Douglas Hofstadter in his book Gödel, Escher, Back: An Eternal Golden Braid challenges us to believe in the possibility of intelligence "emerging" from such simple components. For example, we might ask whether an anthill, as an entity, can be intelligent, even if the individual ants obviously are not. That seems ridiculous.. until Hofstadter also challenges us to imagine a conversation with a single one of our own neurons. How clever do you think one neuron is? Smart enough to hold up a conversation? Well then, how can you (a big network of neurons) be intelligent?

Why did we use NAND gates? That seems so counterintuitive! Why not use AND gates (such things exist!)? For that matter, why not use OR, NOR (Not OR), XOR (the eXclusive OR we built in class), or something else?

There's two reasons..

First, anything that can be built using Boolean logic (the mathematics of 1s and 0s) can be built using NAND gates alone. It turns out that's not true of an AND gate! To prove that AND isn't enough, try constructing a NOT gate from just AND gates and nothing else. Can you do it? It's hard to prove that NAND is enough, but we can take a first step by building AND from NAND gates. Can you do that? (Hint: remember how to build a NOT from NAND gates?) Since we can build an AND using NANDS, we can do anything that can be done with ANDs with NANDs. Since we cannot build a NAND from ANDs, NAND can do more than AND alone.

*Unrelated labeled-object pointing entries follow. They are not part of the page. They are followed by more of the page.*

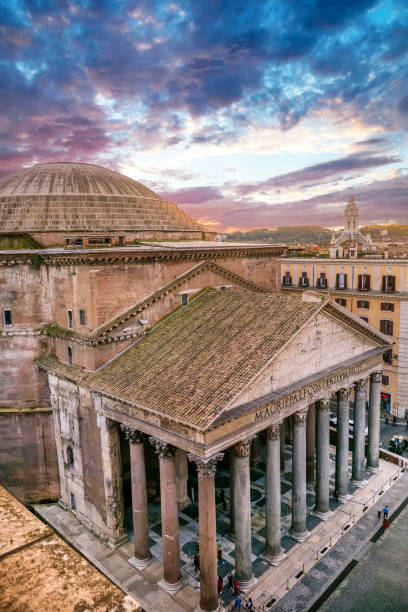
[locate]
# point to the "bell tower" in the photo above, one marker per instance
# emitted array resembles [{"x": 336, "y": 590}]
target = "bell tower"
[{"x": 351, "y": 216}]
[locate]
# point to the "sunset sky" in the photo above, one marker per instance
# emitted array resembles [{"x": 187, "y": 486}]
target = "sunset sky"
[{"x": 246, "y": 114}]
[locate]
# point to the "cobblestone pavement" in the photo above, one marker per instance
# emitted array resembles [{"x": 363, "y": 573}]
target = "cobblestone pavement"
[
  {"x": 309, "y": 592},
  {"x": 272, "y": 581}
]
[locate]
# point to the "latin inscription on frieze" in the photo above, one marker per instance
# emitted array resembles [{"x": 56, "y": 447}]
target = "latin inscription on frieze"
[{"x": 308, "y": 392}]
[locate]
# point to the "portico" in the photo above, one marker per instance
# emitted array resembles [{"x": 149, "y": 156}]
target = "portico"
[{"x": 229, "y": 375}]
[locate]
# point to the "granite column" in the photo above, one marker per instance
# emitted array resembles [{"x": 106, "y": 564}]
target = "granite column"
[
  {"x": 172, "y": 579},
  {"x": 359, "y": 433},
  {"x": 322, "y": 508},
  {"x": 273, "y": 550},
  {"x": 373, "y": 452},
  {"x": 242, "y": 514},
  {"x": 298, "y": 529}
]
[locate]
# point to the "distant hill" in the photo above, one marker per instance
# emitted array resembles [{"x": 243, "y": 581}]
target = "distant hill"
[
  {"x": 286, "y": 235},
  {"x": 395, "y": 232},
  {"x": 313, "y": 234}
]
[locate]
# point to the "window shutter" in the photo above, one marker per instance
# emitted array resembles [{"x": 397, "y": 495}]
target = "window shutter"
[{"x": 368, "y": 281}]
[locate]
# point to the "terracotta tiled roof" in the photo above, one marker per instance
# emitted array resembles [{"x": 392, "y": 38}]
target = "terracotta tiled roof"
[{"x": 193, "y": 364}]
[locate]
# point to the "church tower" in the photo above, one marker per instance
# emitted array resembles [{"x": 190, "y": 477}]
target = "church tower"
[{"x": 351, "y": 216}]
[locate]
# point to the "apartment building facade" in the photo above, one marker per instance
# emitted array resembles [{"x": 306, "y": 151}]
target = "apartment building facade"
[{"x": 377, "y": 292}]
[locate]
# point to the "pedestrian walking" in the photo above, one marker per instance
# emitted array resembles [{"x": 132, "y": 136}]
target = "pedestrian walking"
[
  {"x": 222, "y": 498},
  {"x": 196, "y": 562}
]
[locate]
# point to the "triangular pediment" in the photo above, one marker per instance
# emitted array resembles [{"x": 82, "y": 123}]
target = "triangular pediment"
[{"x": 327, "y": 341}]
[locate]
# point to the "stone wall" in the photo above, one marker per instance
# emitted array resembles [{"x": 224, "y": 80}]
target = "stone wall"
[{"x": 28, "y": 458}]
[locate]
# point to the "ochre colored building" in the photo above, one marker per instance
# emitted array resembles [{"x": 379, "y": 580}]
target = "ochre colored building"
[{"x": 148, "y": 365}]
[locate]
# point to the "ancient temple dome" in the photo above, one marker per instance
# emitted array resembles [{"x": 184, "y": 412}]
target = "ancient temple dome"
[{"x": 77, "y": 198}]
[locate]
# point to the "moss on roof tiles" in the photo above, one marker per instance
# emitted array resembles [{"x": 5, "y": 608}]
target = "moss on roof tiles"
[{"x": 192, "y": 365}]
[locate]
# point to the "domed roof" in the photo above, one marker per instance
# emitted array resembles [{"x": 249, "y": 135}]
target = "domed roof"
[{"x": 66, "y": 196}]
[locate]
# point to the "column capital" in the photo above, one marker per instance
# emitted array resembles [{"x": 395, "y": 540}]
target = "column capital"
[
  {"x": 206, "y": 467},
  {"x": 324, "y": 404},
  {"x": 163, "y": 449},
  {"x": 361, "y": 385},
  {"x": 133, "y": 435},
  {"x": 243, "y": 448},
  {"x": 299, "y": 418},
  {"x": 376, "y": 377},
  {"x": 343, "y": 394},
  {"x": 273, "y": 431}
]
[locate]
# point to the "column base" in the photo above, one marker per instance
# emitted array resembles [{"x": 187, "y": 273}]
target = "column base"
[
  {"x": 171, "y": 588},
  {"x": 300, "y": 537},
  {"x": 183, "y": 503},
  {"x": 114, "y": 544},
  {"x": 358, "y": 483},
  {"x": 373, "y": 470},
  {"x": 140, "y": 563},
  {"x": 62, "y": 504},
  {"x": 344, "y": 499},
  {"x": 245, "y": 585},
  {"x": 200, "y": 609},
  {"x": 321, "y": 515},
  {"x": 275, "y": 559}
]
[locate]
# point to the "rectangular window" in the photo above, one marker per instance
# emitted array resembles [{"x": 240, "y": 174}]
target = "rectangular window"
[
  {"x": 8, "y": 319},
  {"x": 322, "y": 280},
  {"x": 386, "y": 327},
  {"x": 387, "y": 356},
  {"x": 341, "y": 281},
  {"x": 303, "y": 280},
  {"x": 388, "y": 283},
  {"x": 363, "y": 282},
  {"x": 287, "y": 279}
]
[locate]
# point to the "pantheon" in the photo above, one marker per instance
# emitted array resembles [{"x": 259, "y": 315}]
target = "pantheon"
[{"x": 139, "y": 354}]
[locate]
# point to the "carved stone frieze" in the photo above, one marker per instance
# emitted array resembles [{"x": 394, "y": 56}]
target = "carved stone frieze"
[
  {"x": 163, "y": 450},
  {"x": 299, "y": 418},
  {"x": 133, "y": 435},
  {"x": 206, "y": 467},
  {"x": 273, "y": 431},
  {"x": 323, "y": 405},
  {"x": 361, "y": 386},
  {"x": 243, "y": 448}
]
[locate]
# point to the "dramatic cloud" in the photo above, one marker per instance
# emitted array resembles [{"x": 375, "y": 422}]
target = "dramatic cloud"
[{"x": 172, "y": 92}]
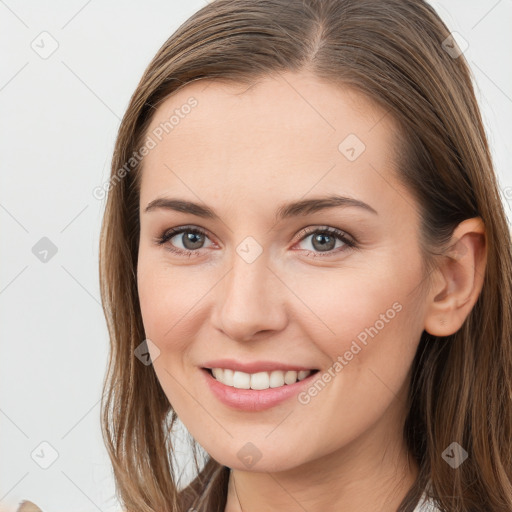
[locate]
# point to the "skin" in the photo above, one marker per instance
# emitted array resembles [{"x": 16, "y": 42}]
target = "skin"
[{"x": 243, "y": 152}]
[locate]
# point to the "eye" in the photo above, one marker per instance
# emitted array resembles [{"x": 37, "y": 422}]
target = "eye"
[
  {"x": 324, "y": 240},
  {"x": 190, "y": 238}
]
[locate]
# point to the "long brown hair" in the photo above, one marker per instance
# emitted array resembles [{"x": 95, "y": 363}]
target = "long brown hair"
[{"x": 392, "y": 51}]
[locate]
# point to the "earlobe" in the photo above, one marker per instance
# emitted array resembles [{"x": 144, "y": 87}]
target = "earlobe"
[{"x": 459, "y": 279}]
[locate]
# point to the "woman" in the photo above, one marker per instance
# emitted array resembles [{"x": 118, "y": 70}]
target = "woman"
[{"x": 303, "y": 235}]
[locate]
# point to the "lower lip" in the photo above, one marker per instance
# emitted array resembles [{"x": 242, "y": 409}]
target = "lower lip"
[{"x": 253, "y": 399}]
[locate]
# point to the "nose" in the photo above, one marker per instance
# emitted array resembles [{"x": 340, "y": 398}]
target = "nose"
[{"x": 250, "y": 302}]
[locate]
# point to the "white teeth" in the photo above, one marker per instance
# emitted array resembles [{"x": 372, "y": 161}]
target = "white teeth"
[
  {"x": 260, "y": 380},
  {"x": 290, "y": 377},
  {"x": 276, "y": 379},
  {"x": 241, "y": 380}
]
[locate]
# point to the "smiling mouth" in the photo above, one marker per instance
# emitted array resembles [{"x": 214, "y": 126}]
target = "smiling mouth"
[{"x": 259, "y": 380}]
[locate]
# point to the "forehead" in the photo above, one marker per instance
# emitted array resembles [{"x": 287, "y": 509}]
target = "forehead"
[{"x": 287, "y": 131}]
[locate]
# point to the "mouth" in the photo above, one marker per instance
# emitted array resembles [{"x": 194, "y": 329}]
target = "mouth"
[{"x": 260, "y": 380}]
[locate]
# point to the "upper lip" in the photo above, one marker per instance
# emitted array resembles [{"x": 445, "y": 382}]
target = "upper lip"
[{"x": 254, "y": 366}]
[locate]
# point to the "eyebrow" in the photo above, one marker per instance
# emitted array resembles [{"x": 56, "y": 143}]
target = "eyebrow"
[{"x": 285, "y": 211}]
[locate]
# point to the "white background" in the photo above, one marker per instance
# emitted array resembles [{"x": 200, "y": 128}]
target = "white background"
[{"x": 59, "y": 119}]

Second, remember the gates built from water and transistors? The one gate we built from transistors (the technology used in real computer chips) was a NOT gate. It turns out that the most efficient way to use transistors to build a gate almost always results in negation in that gate. That's simply a coincidence (perhaps??) of the physics of transistors. Therefore, it takes only four transistors to build a NAND gate, but it takes six to build an AND. (An AND is essentially a NAND followed by a NOT in transistors.) Since NANDs are actually simpler to build, they make sense to use.

How would you build a NAND? I won't go into lots of detail, but for those with some circuits background, look at the diagram in the slides linked above and then imagine putting two transistors in parallel on the bottom (each wired to one of the inputs) and two in sequence on the top (each wired to one of the inputs).

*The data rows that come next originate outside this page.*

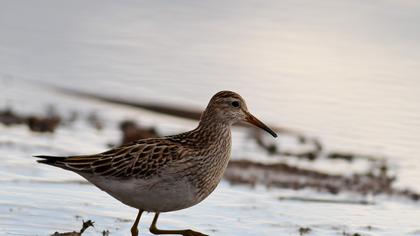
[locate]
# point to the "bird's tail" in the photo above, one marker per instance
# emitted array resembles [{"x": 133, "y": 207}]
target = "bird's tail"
[{"x": 51, "y": 160}]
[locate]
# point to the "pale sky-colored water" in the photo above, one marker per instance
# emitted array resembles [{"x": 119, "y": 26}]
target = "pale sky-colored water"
[{"x": 345, "y": 71}]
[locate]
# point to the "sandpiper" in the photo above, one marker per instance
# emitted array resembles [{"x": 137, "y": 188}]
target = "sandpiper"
[{"x": 170, "y": 173}]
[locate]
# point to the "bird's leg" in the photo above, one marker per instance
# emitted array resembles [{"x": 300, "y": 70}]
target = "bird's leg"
[
  {"x": 134, "y": 230},
  {"x": 185, "y": 232}
]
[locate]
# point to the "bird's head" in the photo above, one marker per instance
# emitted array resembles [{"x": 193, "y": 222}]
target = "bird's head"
[{"x": 230, "y": 107}]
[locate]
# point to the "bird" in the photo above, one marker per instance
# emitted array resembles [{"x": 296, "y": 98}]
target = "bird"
[{"x": 169, "y": 173}]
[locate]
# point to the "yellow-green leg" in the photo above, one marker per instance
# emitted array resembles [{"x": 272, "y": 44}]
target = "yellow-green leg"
[
  {"x": 134, "y": 230},
  {"x": 185, "y": 232}
]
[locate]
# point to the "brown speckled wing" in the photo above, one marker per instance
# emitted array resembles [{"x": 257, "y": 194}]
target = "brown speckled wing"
[{"x": 141, "y": 159}]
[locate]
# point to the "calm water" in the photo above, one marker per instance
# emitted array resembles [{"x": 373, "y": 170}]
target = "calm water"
[{"x": 345, "y": 71}]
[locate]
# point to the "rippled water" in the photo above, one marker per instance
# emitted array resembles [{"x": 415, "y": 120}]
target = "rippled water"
[{"x": 345, "y": 71}]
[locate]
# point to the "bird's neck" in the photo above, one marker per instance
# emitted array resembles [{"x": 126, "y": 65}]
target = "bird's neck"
[{"x": 213, "y": 130}]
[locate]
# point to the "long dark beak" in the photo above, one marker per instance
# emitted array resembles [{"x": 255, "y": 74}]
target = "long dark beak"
[{"x": 253, "y": 120}]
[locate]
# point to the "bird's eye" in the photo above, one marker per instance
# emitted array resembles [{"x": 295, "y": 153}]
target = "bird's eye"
[{"x": 235, "y": 104}]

By the way, the little "bubble" on the output of our NAND gate drawings is used in circuit diagrams to mean negation. So, a plain AND gate would drop the bubble.

In psychology, we mostly discussed vision and touch. Karon MacLean's research group here in UBC CS does really amazing haptic (touch-based) HCI research. Check out some of their groovy haptic research projects! Ron Rensink is the fellow in UBC CS and Psychology who researches change blindness among other aspects of vision and cognition. Want to have more fun with your head? Check out the Change Detection demos Ron points to.

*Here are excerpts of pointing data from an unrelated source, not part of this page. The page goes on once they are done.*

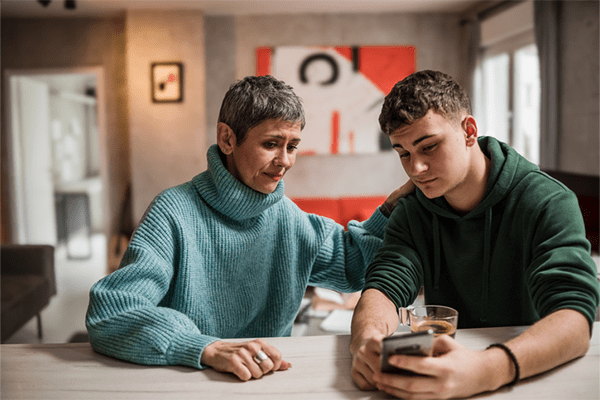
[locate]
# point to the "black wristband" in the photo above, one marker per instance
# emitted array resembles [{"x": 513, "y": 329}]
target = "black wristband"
[
  {"x": 513, "y": 358},
  {"x": 385, "y": 210}
]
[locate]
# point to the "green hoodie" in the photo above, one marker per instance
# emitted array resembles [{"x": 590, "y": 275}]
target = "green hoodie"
[{"x": 518, "y": 256}]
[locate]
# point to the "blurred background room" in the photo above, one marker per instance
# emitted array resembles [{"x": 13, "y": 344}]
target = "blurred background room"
[{"x": 105, "y": 103}]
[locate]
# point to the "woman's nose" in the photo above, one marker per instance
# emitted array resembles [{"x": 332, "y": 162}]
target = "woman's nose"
[{"x": 283, "y": 159}]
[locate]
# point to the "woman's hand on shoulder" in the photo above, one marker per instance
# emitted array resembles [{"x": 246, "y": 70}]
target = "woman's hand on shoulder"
[
  {"x": 241, "y": 358},
  {"x": 403, "y": 191}
]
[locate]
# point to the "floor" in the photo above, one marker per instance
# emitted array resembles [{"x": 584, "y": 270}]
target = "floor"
[{"x": 64, "y": 318}]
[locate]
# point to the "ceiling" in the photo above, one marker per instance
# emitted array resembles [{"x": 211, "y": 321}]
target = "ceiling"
[{"x": 104, "y": 8}]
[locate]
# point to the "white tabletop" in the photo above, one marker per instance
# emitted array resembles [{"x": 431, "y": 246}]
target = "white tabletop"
[{"x": 320, "y": 370}]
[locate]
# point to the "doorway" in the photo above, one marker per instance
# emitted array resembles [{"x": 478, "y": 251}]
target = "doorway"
[{"x": 58, "y": 178}]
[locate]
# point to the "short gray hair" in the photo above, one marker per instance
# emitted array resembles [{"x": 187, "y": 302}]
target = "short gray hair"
[{"x": 255, "y": 99}]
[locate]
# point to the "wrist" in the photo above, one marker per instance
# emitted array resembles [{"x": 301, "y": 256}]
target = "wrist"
[
  {"x": 386, "y": 209},
  {"x": 209, "y": 352},
  {"x": 504, "y": 367}
]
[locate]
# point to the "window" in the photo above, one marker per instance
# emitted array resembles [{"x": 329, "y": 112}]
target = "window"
[{"x": 507, "y": 82}]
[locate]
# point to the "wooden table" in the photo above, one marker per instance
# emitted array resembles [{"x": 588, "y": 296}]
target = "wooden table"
[{"x": 321, "y": 370}]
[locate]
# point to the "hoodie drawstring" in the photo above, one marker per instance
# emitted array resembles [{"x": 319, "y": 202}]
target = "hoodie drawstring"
[
  {"x": 436, "y": 253},
  {"x": 485, "y": 277}
]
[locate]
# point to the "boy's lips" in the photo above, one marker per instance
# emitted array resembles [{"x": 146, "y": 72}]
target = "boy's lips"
[{"x": 425, "y": 181}]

By studying the biology, chemistry, physics, psychology, and sociology of vision and touch, we can learn to design better interfaces. A good example of that is "compressing" images and sounds by dropping unneeded information. Just because a microphone records signals outside the range of human hearing doesn't mean we need to allocate bits to store that information! In HCI, we use such information to design interfaces that work well for the human visual system. For example, we know a fair bit about features that make information in a visual display "pop out" in the human visual process. When we're charting data, we should use those kinds of features to display critical characteristics of the data. As an example, how long does it take you in the following two diagrams to find the one data point that's different from all the others?

An image where a single feature change makes the one unique data point 'pop out'. An image where multiple feature changes keeps the one unique data point from 'popping out'.

Finally, we started talking about neurons. We'll do more of that on Wednesday!